Everlasting tribute and gratitude will be paid by all Americans to those brave men who did not come back, who will never come back – the 330,000 who died that the Nation might live and progress. All Americans will also remain deeply conscious of the obligation owed to that larger number of soldiers, sailors, and marines who suffered wounds and sickness in their service. They may be certain that their sacrifice will never be forgotten or their needs neglected.
The beginning of the year 1946 finds the United States strong and deservedly confident. We have a record of enormous achievements as a democratic society in solving problems and meeting opportunities as they developed. We find ourselves possessed of immeasurable advantages – vast and varied natural resources; great plants, institutions, and other facilities; unsurpassed technological and managerial skills; an alert, resourceful, and able citizenry. We have in the United States Government rich resources in information, perspective, and facilities for doing whatever may be found necessary to do in giving support and form to the widespread and diversified efforts of all our people.
And for the immediate future the business prospects are generally so favorable that there is danger of such feverish and opportunistic activity that our grave postwar problems may be neglected. We need to act now with full regard for pitfalls; we need to act with foresight and balance. We should not be lulled by the immediate alluring prospects into forgetting the fundamental complexity of modern affairs, the catastrophe that can come in this complexity, or the values that can be wrested from it.
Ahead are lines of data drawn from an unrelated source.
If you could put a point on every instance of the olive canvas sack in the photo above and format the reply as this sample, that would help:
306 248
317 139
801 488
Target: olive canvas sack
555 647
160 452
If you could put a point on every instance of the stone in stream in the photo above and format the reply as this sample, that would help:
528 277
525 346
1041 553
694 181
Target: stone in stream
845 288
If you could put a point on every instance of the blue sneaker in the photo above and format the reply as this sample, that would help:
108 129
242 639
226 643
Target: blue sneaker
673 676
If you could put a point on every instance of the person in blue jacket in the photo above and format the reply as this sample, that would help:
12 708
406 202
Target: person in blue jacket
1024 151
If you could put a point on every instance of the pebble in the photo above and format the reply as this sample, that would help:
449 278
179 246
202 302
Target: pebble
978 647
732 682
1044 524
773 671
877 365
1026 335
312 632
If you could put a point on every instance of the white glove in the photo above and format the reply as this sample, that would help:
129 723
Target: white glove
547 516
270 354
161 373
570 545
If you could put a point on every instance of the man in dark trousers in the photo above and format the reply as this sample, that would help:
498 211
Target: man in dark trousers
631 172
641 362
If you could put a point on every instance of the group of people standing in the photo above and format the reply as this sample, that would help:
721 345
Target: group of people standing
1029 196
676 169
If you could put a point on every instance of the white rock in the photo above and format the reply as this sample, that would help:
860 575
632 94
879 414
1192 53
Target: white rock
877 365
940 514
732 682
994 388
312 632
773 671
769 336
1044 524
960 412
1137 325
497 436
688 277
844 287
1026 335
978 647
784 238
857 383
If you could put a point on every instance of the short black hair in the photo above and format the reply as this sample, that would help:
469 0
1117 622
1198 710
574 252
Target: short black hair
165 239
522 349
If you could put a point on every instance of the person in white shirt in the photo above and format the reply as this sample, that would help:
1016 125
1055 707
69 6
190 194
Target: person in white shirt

But the long-range difficulties we face should no more lead to despair than our immediate business prospects should lead to the optimism which comes from the present short-range prospect. On the foundation of our victory we can build a lasting peace, with greater freedom and security for mankind in our country and throughout the world. We will more certainly do this if we are constantly aware of the fact that we face crucial issues and prepare now to meet them.
To achieve success will require both boldness in setting our sights and caution in steering our way on an uncharted course. But we have no luxury of choice. We must move ahead. No return to the past is possible.
Our Nation has always been a land of great opportunities for those people of the world who sought to become part of us. Now we have become a land of great responsibilities to all the people of all the world. We must squarely recognize and face the fact of those responsibilities. Advances in science, in communication, in transportation, have compressed the world into a community. The economic and political health of each member of the world community bears directly on the economic and political health of each other member.
The evolution of centuries has brought us to a new era in world history in which manifold relationships between nations must be formalized and developed in new and intricate ways.
The United Nations Organization now being established represents a minimum essential beginning. It must be developed rapidly and steadily. Its work must be amplified to fill in the whole pattern that has been outlined. Economic collaboration, for example, already charted, now must be carried on as carefully and as comprehensively as the political and security measures.
It is important that the nations come together as States in the Assembly and in the Security Council and in the other specialized assemblies and councils that have been and will be arranged. But this is not enough. Our ultimate security requires more than a process of consultation and compromise.
It requires that we begin now to develop the United Nations Organization as the representative of the world as one society. The United Nations Organization, if we have the will adequately to staff it and to make it work as it should, will provide a great voice to speak constantly and responsibly in terms of world collaboration and world well-being.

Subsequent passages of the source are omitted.